W Kielcach są dwie lodówki społeczne. Jedna znajduje się przy ulicy Kościuszki 25, za Szpitalem Kieleckim św. Aleksandra. Druga jest przy ul. Miodowej 7. Obie „Lodówki Pełne Dobra” położone są obok obiektów MOPR.
– Jest bardzo dużo osób potrzebujących. Dla nich te święta będą bardzo skromne. Może dzięki naszej dobroci zaznają trochę domowego ciepła, zauważą że ktoś o nich pomyślał. A my będziemy mieli satysfakcję, że działamy w duchu „zero waste” – podsumowuje.

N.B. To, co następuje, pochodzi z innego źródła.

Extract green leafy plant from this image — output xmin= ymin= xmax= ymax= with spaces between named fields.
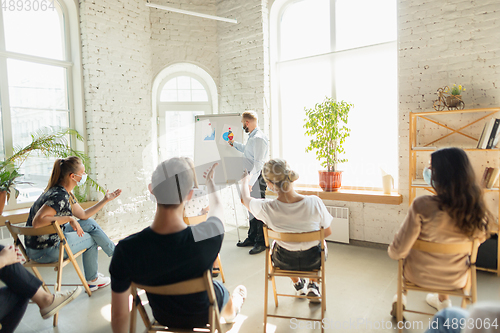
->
xmin=0 ymin=127 xmax=104 ymax=203
xmin=303 ymin=97 xmax=352 ymax=172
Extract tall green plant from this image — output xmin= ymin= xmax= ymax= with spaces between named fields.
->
xmin=0 ymin=127 xmax=104 ymax=202
xmin=303 ymin=98 xmax=352 ymax=172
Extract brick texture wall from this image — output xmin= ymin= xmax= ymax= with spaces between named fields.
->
xmin=79 ymin=0 xmax=154 ymax=240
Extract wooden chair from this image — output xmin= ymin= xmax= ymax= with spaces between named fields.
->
xmin=395 ymin=239 xmax=480 ymax=332
xmin=183 ymin=214 xmax=225 ymax=283
xmin=263 ymin=225 xmax=326 ymax=333
xmin=5 ymin=220 xmax=92 ymax=327
xmin=129 ymin=270 xmax=223 ymax=333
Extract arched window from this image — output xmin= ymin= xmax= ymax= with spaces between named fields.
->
xmin=154 ymin=66 xmax=217 ymax=162
xmin=271 ymin=0 xmax=398 ymax=188
xmin=0 ymin=0 xmax=84 ymax=208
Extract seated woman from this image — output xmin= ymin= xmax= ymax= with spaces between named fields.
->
xmin=388 ymin=147 xmax=492 ymax=314
xmin=25 ymin=156 xmax=121 ymax=291
xmin=240 ymin=158 xmax=333 ymax=300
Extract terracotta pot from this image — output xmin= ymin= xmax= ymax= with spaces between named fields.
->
xmin=0 ymin=191 xmax=6 ymax=215
xmin=318 ymin=170 xmax=343 ymax=192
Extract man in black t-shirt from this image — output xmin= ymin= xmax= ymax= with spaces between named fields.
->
xmin=110 ymin=159 xmax=246 ymax=333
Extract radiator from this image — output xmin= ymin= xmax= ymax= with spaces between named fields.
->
xmin=325 ymin=206 xmax=349 ymax=244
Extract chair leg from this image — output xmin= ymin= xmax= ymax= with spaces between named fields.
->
xmin=397 ymin=260 xmax=404 ymax=333
xmin=70 ymin=254 xmax=92 ymax=296
xmin=271 ymin=275 xmax=278 ymax=307
xmin=264 ymin=272 xmax=268 ymax=333
xmin=216 ymin=254 xmax=225 ymax=283
xmin=53 ymin=247 xmax=65 ymax=327
xmin=130 ymin=292 xmax=137 ymax=333
xmin=31 ymin=267 xmax=51 ymax=294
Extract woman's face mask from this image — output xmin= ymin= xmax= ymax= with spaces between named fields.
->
xmin=423 ymin=167 xmax=433 ymax=186
xmin=76 ymin=173 xmax=87 ymax=186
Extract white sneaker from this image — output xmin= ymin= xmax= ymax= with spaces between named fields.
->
xmin=391 ymin=294 xmax=407 ymax=318
xmin=293 ymin=278 xmax=308 ymax=296
xmin=87 ymin=272 xmax=111 ymax=292
xmin=225 ymin=285 xmax=247 ymax=323
xmin=426 ymin=293 xmax=452 ymax=310
xmin=306 ymin=282 xmax=321 ymax=303
xmin=40 ymin=287 xmax=82 ymax=319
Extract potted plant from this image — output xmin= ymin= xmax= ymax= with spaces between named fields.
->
xmin=0 ymin=127 xmax=103 ymax=214
xmin=304 ymin=97 xmax=352 ymax=192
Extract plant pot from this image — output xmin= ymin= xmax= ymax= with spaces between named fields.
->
xmin=0 ymin=191 xmax=6 ymax=215
xmin=318 ymin=170 xmax=343 ymax=192
xmin=446 ymin=95 xmax=462 ymax=107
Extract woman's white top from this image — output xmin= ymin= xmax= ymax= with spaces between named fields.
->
xmin=249 ymin=195 xmax=333 ymax=251
xmin=463 ymin=302 xmax=500 ymax=333
xmin=184 ymin=188 xmax=209 ymax=217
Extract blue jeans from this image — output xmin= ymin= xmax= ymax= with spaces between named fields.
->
xmin=425 ymin=307 xmax=469 ymax=333
xmin=27 ymin=218 xmax=115 ymax=281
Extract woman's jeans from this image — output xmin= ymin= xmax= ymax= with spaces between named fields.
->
xmin=26 ymin=218 xmax=115 ymax=281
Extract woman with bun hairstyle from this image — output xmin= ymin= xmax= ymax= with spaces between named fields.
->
xmin=25 ymin=156 xmax=121 ymax=291
xmin=388 ymin=147 xmax=492 ymax=314
xmin=240 ymin=158 xmax=333 ymax=300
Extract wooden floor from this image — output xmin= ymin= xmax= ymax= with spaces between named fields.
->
xmin=7 ymin=226 xmax=500 ymax=333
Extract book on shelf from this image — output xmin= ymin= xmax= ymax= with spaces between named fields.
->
xmin=477 ymin=118 xmax=500 ymax=149
xmin=487 ymin=119 xmax=500 ymax=149
xmin=481 ymin=167 xmax=500 ymax=189
xmin=477 ymin=119 xmax=496 ymax=149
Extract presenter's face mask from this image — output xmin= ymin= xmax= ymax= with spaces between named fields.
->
xmin=150 ymin=193 xmax=157 ymax=204
xmin=242 ymin=121 xmax=249 ymax=133
xmin=423 ymin=167 xmax=433 ymax=187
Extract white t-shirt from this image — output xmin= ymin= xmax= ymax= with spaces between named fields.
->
xmin=184 ymin=188 xmax=209 ymax=218
xmin=249 ymin=195 xmax=333 ymax=251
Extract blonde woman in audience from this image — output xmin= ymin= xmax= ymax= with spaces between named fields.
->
xmin=388 ymin=147 xmax=492 ymax=315
xmin=240 ymin=158 xmax=333 ymax=300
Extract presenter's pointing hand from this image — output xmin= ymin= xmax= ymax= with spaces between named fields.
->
xmin=203 ymin=163 xmax=219 ymax=182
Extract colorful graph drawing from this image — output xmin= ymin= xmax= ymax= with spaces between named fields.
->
xmin=220 ymin=124 xmax=234 ymax=144
xmin=204 ymin=124 xmax=215 ymax=141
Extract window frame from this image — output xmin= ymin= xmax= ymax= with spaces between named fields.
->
xmin=270 ymin=0 xmax=398 ymax=189
xmin=0 ymin=0 xmax=85 ymax=210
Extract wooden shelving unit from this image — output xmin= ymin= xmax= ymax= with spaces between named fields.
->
xmin=409 ymin=107 xmax=500 ymax=276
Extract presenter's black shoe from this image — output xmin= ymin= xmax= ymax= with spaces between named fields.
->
xmin=237 ymin=238 xmax=255 ymax=247
xmin=249 ymin=244 xmax=266 ymax=255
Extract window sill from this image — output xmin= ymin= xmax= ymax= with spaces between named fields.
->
xmin=0 ymin=201 xmax=98 ymax=227
xmin=266 ymin=186 xmax=403 ymax=205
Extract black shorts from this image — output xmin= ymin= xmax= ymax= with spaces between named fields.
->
xmin=271 ymin=243 xmax=324 ymax=271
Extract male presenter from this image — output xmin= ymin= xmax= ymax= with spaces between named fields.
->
xmin=229 ymin=111 xmax=269 ymax=254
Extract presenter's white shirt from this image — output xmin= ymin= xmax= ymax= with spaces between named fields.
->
xmin=249 ymin=195 xmax=333 ymax=251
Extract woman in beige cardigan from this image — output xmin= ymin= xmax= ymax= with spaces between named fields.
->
xmin=388 ymin=147 xmax=492 ymax=314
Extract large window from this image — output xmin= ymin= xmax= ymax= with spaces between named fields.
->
xmin=0 ymin=1 xmax=82 ymax=208
xmin=157 ymin=75 xmax=212 ymax=161
xmin=272 ymin=0 xmax=398 ymax=188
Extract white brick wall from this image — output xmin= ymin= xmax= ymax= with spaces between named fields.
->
xmin=217 ymin=0 xmax=270 ymax=132
xmin=79 ymin=0 xmax=155 ymax=240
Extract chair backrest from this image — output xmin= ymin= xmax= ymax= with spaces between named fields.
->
xmin=130 ymin=270 xmax=220 ymax=333
xmin=411 ymin=239 xmax=480 ymax=264
xmin=5 ymin=220 xmax=66 ymax=258
xmin=183 ymin=214 xmax=208 ymax=226
xmin=131 ymin=270 xmax=213 ymax=296
xmin=263 ymin=225 xmax=325 ymax=250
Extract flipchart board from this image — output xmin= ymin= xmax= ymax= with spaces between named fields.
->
xmin=194 ymin=113 xmax=246 ymax=185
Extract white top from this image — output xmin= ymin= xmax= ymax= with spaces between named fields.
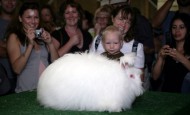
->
xmin=89 ymin=35 xmax=145 ymax=68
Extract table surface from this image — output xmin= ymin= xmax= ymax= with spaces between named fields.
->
xmin=0 ymin=91 xmax=190 ymax=115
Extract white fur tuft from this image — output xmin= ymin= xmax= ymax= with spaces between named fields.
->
xmin=120 ymin=52 xmax=136 ymax=67
xmin=37 ymin=52 xmax=144 ymax=112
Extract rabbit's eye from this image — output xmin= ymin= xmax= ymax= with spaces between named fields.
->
xmin=130 ymin=74 xmax=134 ymax=79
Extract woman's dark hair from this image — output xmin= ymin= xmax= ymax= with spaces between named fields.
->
xmin=59 ymin=0 xmax=84 ymax=28
xmin=83 ymin=10 xmax=94 ymax=29
xmin=40 ymin=4 xmax=56 ymax=22
xmin=40 ymin=4 xmax=57 ymax=32
xmin=169 ymin=13 xmax=190 ymax=55
xmin=6 ymin=2 xmax=42 ymax=46
xmin=112 ymin=5 xmax=136 ymax=42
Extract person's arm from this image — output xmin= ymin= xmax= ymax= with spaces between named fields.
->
xmin=57 ymin=35 xmax=79 ymax=56
xmin=7 ymin=33 xmax=34 ymax=74
xmin=51 ymin=33 xmax=72 ymax=57
xmin=152 ymin=56 xmax=165 ymax=80
xmin=46 ymin=38 xmax=59 ymax=62
xmin=179 ymin=56 xmax=190 ymax=71
xmin=45 ymin=31 xmax=60 ymax=61
xmin=152 ymin=0 xmax=175 ymax=28
xmin=152 ymin=45 xmax=170 ymax=80
xmin=41 ymin=30 xmax=59 ymax=61
xmin=94 ymin=23 xmax=102 ymax=36
xmin=168 ymin=48 xmax=190 ymax=71
xmin=51 ymin=28 xmax=81 ymax=57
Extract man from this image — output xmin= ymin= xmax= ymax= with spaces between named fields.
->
xmin=0 ymin=0 xmax=17 ymax=41
xmin=0 ymin=0 xmax=18 ymax=94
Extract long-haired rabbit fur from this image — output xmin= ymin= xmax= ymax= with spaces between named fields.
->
xmin=37 ymin=52 xmax=144 ymax=112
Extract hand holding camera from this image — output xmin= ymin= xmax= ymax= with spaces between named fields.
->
xmin=34 ymin=28 xmax=53 ymax=44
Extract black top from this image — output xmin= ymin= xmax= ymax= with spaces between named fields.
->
xmin=51 ymin=27 xmax=92 ymax=53
xmin=162 ymin=56 xmax=189 ymax=93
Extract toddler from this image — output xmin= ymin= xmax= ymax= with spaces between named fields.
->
xmin=101 ymin=25 xmax=123 ymax=61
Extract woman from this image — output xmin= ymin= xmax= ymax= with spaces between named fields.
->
xmin=152 ymin=13 xmax=190 ymax=93
xmin=90 ymin=5 xmax=144 ymax=70
xmin=40 ymin=4 xmax=60 ymax=33
xmin=51 ymin=0 xmax=92 ymax=56
xmin=6 ymin=2 xmax=59 ymax=93
xmin=88 ymin=4 xmax=113 ymax=38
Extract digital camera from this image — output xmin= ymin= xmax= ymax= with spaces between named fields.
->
xmin=35 ymin=28 xmax=42 ymax=38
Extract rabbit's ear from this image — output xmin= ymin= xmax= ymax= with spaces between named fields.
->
xmin=121 ymin=63 xmax=125 ymax=69
xmin=120 ymin=52 xmax=136 ymax=67
xmin=120 ymin=63 xmax=129 ymax=70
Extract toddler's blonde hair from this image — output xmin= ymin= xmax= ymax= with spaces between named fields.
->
xmin=102 ymin=25 xmax=123 ymax=42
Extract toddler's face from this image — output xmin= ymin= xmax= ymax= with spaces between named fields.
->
xmin=103 ymin=32 xmax=122 ymax=55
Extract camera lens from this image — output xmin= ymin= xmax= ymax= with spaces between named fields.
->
xmin=35 ymin=29 xmax=42 ymax=38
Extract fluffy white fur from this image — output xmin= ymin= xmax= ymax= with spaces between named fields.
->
xmin=120 ymin=52 xmax=136 ymax=67
xmin=37 ymin=53 xmax=144 ymax=112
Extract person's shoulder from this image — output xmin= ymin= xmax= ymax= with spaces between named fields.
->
xmin=136 ymin=14 xmax=148 ymax=21
xmin=136 ymin=14 xmax=150 ymax=24
xmin=8 ymin=33 xmax=18 ymax=39
xmin=135 ymin=15 xmax=152 ymax=44
xmin=0 ymin=17 xmax=10 ymax=26
xmin=7 ymin=33 xmax=19 ymax=44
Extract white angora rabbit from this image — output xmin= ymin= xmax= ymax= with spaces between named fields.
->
xmin=37 ymin=53 xmax=144 ymax=112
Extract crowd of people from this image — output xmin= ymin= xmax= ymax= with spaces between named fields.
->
xmin=0 ymin=0 xmax=190 ymax=95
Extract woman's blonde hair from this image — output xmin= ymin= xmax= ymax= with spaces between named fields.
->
xmin=93 ymin=5 xmax=113 ymax=26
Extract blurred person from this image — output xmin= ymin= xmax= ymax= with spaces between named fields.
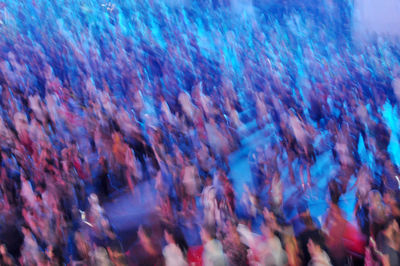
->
xmin=376 ymin=217 xmax=400 ymax=265
xmin=20 ymin=172 xmax=35 ymax=209
xmin=163 ymin=228 xmax=188 ymax=266
xmin=307 ymin=235 xmax=332 ymax=266
xmin=283 ymin=227 xmax=301 ymax=266
xmin=181 ymin=156 xmax=199 ymax=213
xmin=0 ymin=244 xmax=16 ymax=266
xmin=20 ymin=226 xmax=42 ymax=266
xmin=72 ymin=231 xmax=91 ymax=265
xmin=354 ymin=166 xmax=373 ymax=237
xmin=127 ymin=225 xmax=164 ymax=266
xmin=43 ymin=245 xmax=62 ymax=266
xmin=334 ymin=123 xmax=357 ymax=191
xmin=205 ymin=117 xmax=229 ymax=164
xmin=296 ymin=209 xmax=323 ymax=266
xmin=288 ymin=109 xmax=315 ymax=189
xmin=87 ymin=193 xmax=105 ymax=230
xmin=201 ymin=226 xmax=227 ymax=266
xmin=202 ymin=176 xmax=220 ymax=227
xmin=178 ymin=90 xmax=196 ymax=123
xmin=240 ymin=184 xmax=258 ymax=224
xmin=368 ymin=190 xmax=390 ymax=239
xmin=90 ymin=241 xmax=113 ymax=266
xmin=255 ymin=222 xmax=287 ymax=266
xmin=323 ymin=179 xmax=347 ymax=265
xmin=383 ymin=191 xmax=400 ymax=223
xmin=221 ymin=221 xmax=248 ymax=266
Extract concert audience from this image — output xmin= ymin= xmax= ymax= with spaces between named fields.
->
xmin=0 ymin=0 xmax=399 ymax=265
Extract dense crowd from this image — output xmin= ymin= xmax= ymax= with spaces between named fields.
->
xmin=0 ymin=0 xmax=400 ymax=265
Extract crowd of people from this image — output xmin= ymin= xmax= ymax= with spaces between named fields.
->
xmin=0 ymin=0 xmax=400 ymax=265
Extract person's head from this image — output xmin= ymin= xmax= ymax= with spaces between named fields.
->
xmin=0 ymin=244 xmax=7 ymax=255
xmin=70 ymin=140 xmax=77 ymax=149
xmin=382 ymin=217 xmax=399 ymax=236
xmin=383 ymin=190 xmax=398 ymax=207
xmin=205 ymin=175 xmax=213 ymax=186
xmin=20 ymin=171 xmax=28 ymax=182
xmin=46 ymin=245 xmax=54 ymax=260
xmin=112 ymin=132 xmax=121 ymax=143
xmin=263 ymin=207 xmax=276 ymax=226
xmin=307 ymin=238 xmax=321 ymax=257
xmin=164 ymin=228 xmax=175 ymax=245
xmin=369 ymin=190 xmax=384 ymax=208
xmin=200 ymin=226 xmax=216 ymax=243
xmin=21 ymin=226 xmax=30 ymax=236
xmin=35 ymin=192 xmax=42 ymax=202
xmin=89 ymin=193 xmax=99 ymax=206
xmin=307 ymin=233 xmax=325 ymax=257
xmin=138 ymin=226 xmax=152 ymax=245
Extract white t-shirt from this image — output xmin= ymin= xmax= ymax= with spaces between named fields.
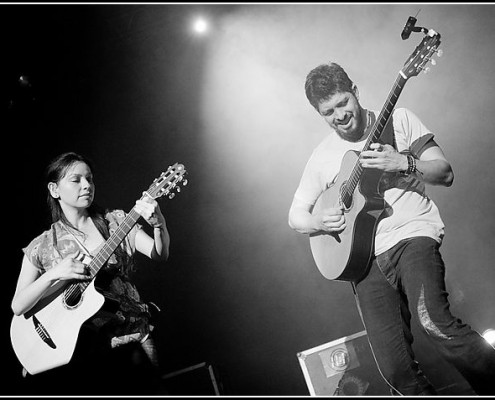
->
xmin=294 ymin=107 xmax=445 ymax=256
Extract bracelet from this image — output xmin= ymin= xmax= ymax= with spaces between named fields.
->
xmin=403 ymin=154 xmax=417 ymax=176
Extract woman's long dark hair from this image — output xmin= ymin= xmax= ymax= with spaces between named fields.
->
xmin=46 ymin=152 xmax=134 ymax=274
xmin=46 ymin=152 xmax=99 ymax=226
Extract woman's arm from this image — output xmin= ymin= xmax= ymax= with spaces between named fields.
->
xmin=134 ymin=198 xmax=170 ymax=261
xmin=12 ymin=252 xmax=89 ymax=316
xmin=135 ymin=224 xmax=170 ymax=261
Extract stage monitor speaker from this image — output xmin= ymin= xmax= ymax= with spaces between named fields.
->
xmin=297 ymin=330 xmax=391 ymax=396
xmin=161 ymin=362 xmax=222 ymax=395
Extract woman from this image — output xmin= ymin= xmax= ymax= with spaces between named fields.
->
xmin=11 ymin=152 xmax=170 ymax=395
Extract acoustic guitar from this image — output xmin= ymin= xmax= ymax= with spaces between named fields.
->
xmin=309 ymin=29 xmax=442 ymax=282
xmin=11 ymin=163 xmax=187 ymax=375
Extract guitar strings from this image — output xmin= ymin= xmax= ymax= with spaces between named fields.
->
xmin=63 ymin=208 xmax=141 ymax=305
xmin=62 ymin=167 xmax=182 ymax=306
xmin=339 ymin=75 xmax=404 ymax=207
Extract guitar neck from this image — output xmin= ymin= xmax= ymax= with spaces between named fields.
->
xmin=363 ymin=73 xmax=408 ymax=150
xmin=85 ymin=208 xmax=141 ymax=280
xmin=344 ymin=73 xmax=408 ymax=197
xmin=67 ymin=163 xmax=186 ymax=294
xmin=25 ymin=164 xmax=187 ymax=319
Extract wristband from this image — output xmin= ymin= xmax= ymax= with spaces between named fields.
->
xmin=402 ymin=154 xmax=417 ymax=176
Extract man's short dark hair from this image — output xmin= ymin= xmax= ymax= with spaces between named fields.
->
xmin=305 ymin=62 xmax=356 ymax=112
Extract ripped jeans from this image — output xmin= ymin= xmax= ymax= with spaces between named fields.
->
xmin=353 ymin=236 xmax=495 ymax=395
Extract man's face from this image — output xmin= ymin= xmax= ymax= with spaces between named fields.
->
xmin=317 ymin=91 xmax=365 ymax=142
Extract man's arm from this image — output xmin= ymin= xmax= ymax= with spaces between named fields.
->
xmin=410 ymin=145 xmax=454 ymax=186
xmin=288 ymin=197 xmax=346 ymax=235
xmin=360 ymin=143 xmax=454 ymax=187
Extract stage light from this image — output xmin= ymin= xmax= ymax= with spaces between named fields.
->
xmin=192 ymin=17 xmax=209 ymax=34
xmin=482 ymin=329 xmax=495 ymax=346
xmin=18 ymin=75 xmax=32 ymax=88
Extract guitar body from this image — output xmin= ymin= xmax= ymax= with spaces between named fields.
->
xmin=10 ymin=280 xmax=105 ymax=375
xmin=308 ymin=28 xmax=442 ymax=281
xmin=309 ymin=150 xmax=387 ymax=282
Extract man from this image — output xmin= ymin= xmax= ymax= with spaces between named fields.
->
xmin=288 ymin=62 xmax=495 ymax=395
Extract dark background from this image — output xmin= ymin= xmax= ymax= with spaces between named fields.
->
xmin=3 ymin=3 xmax=495 ymax=396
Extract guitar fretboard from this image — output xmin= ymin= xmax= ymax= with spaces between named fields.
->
xmin=63 ymin=207 xmax=141 ymax=304
xmin=340 ymin=73 xmax=408 ymax=207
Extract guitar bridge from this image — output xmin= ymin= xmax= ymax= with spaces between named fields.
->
xmin=32 ymin=315 xmax=56 ymax=349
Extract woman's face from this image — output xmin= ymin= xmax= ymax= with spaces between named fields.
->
xmin=50 ymin=161 xmax=95 ymax=211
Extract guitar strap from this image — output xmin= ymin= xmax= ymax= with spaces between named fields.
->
xmin=374 ymin=110 xmax=437 ymax=156
xmin=375 ymin=112 xmax=397 ymax=149
xmin=51 ymin=222 xmax=92 ymax=264
xmin=372 ymin=111 xmax=399 ymax=202
xmin=64 ymin=226 xmax=92 ymax=257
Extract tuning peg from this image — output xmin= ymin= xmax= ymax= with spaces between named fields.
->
xmin=168 ymin=193 xmax=176 ymax=199
xmin=182 ymin=179 xmax=188 ymax=186
xmin=436 ymin=49 xmax=443 ymax=57
xmin=176 ymin=187 xmax=181 ymax=192
xmin=430 ymin=59 xmax=437 ymax=66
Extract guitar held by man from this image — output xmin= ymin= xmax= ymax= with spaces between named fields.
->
xmin=292 ymin=26 xmax=442 ymax=282
xmin=289 ymin=18 xmax=495 ymax=396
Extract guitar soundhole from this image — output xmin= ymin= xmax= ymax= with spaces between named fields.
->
xmin=339 ymin=182 xmax=353 ymax=211
xmin=63 ymin=284 xmax=84 ymax=309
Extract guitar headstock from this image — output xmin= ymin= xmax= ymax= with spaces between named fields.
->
xmin=144 ymin=163 xmax=187 ymax=200
xmin=401 ymin=29 xmax=442 ymax=80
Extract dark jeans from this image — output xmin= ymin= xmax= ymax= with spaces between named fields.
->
xmin=353 ymin=236 xmax=495 ymax=395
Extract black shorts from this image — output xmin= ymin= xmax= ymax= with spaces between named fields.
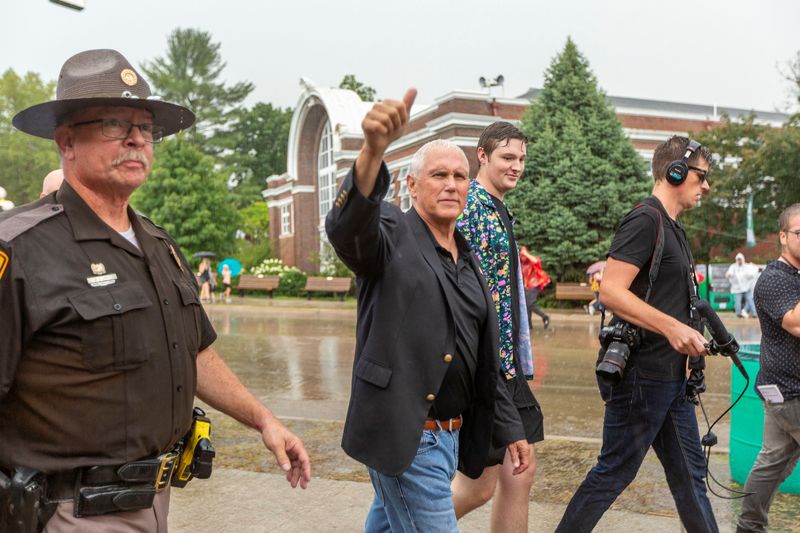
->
xmin=486 ymin=376 xmax=544 ymax=465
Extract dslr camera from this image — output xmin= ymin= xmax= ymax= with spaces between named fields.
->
xmin=596 ymin=321 xmax=641 ymax=386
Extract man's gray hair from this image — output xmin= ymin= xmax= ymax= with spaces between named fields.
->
xmin=410 ymin=139 xmax=469 ymax=176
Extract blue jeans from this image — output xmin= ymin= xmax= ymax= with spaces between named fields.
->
xmin=734 ymin=290 xmax=756 ymax=317
xmin=364 ymin=428 xmax=460 ymax=532
xmin=556 ymin=368 xmax=718 ymax=533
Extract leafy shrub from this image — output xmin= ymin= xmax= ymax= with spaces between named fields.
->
xmin=249 ymin=258 xmax=307 ymax=296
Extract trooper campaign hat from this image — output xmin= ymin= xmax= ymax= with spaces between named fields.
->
xmin=12 ymin=49 xmax=195 ymax=139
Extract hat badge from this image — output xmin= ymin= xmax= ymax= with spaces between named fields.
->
xmin=120 ymin=69 xmax=138 ymax=87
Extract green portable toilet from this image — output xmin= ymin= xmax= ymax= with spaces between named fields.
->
xmin=708 ymin=263 xmax=735 ymax=312
xmin=729 ymin=344 xmax=800 ymax=493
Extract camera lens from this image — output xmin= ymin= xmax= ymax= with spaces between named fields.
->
xmin=596 ymin=342 xmax=630 ymax=386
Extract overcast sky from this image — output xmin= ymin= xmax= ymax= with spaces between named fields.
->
xmin=4 ymin=0 xmax=799 ymax=114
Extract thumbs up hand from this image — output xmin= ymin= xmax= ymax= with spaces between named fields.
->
xmin=361 ymin=88 xmax=417 ymax=156
xmin=354 ymin=88 xmax=417 ymax=197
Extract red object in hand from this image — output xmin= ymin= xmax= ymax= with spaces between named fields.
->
xmin=520 ymin=246 xmax=551 ymax=290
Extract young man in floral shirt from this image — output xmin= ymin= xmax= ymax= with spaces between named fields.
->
xmin=453 ymin=122 xmax=544 ymax=532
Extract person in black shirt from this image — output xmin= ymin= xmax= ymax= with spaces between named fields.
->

O pomaganiu innym także na „Śniadaniu z Kasprzykiem”
„Lodówki Pełne Dobra” były również jednym z tematów na piątym już „Śniadaniu z Kasprzykiem”, a więc odbywających się regularnie spotkaniach z dziennikarzami, gdzie poseł Rafał Kasprzyk przedstawia ważne tematy, dotyczące regionu świętokrzyskiego, jak i całej Polski.
– Jesteśmy w okresie świątecznym, gdzie podczas spotkań z rodziną zastawiamy stoły jedzeniem. Pamiętajmy jednak o tych, którzy mają trudność, aby położyć na stole jakikolwiek posiłek. Jeśli więc zostanie nam coś ze świątecznych stołów, to przekażmy je do „Lodówek Pełnych Dobra”. Są dwie lokalizacje w Kielcach. Warto podzielić się żywnością. Nie możemy marnować tego jedzenia, które my mamy w nadmiarze, ale u kogoś innego sytuacja może być odwrotna – powiedział poseł Rafał Kasprzyk.
Przypomniał o „Zupie Na Skwerze”, której inicjatorką jest również Grażyna Adydan. – Wiemy, jak wygląda kwestia biedy w Polsce. Ona niestety wzrosła w ostatnich latach. Nie możemy być obojętni. Pomagamy, razem z wolontariuszami ze Stowarzyszenia Polska 2050, ale też systemowo, między innymi z panią minister Adrianą Porowską staramy się rozwiązywać problemy, wspierać osoby w kryzysie bezdomności – dodał.
“Zupa na skwerze” rozpoczęła się w połowie 2022 roku i odbywa się co dwa tygodnie w piątek o godzinie 17, nie licząc wakacyjnej przerwy. Potrzebujący będą mogli przyjść na skwer już w piątek 20 grudnia. – Rozdajemy gorącą zupę, którą gotują nam kieleccy restauratorzy. Ludzie otrzymują także świeżo zrobione kanapki, które możemy przygotować dzięki naszym darczyńcom. Są owoce, są jajka, jest kawa i herbata. W tej chwili, ponieważ jest zimno, rozdajemy również ciepłe ubrania, obuwie – powiedziała Grażyna Adydan.
Na grudniowym „Śniadaniu z Kasprzykiem” gościem była właśnie Grażyna Adydan. Do tej pory odbył się pięć takich wydarzeń, a poprzednio gościli na nich Arkadiusz Kubiec, zastępca prezesa WFOŚiGW a także Marta Szperlich-Kosmala, koordynatorka instytutu STRATEGIE2050 oraz Paweł Śliz, przewodniczący Klubu Parlamentarnego Polska 2050 – Trzecia Droga i Adriana Porowska, ministra do spraw Społeczeństwa Obywatelskiego.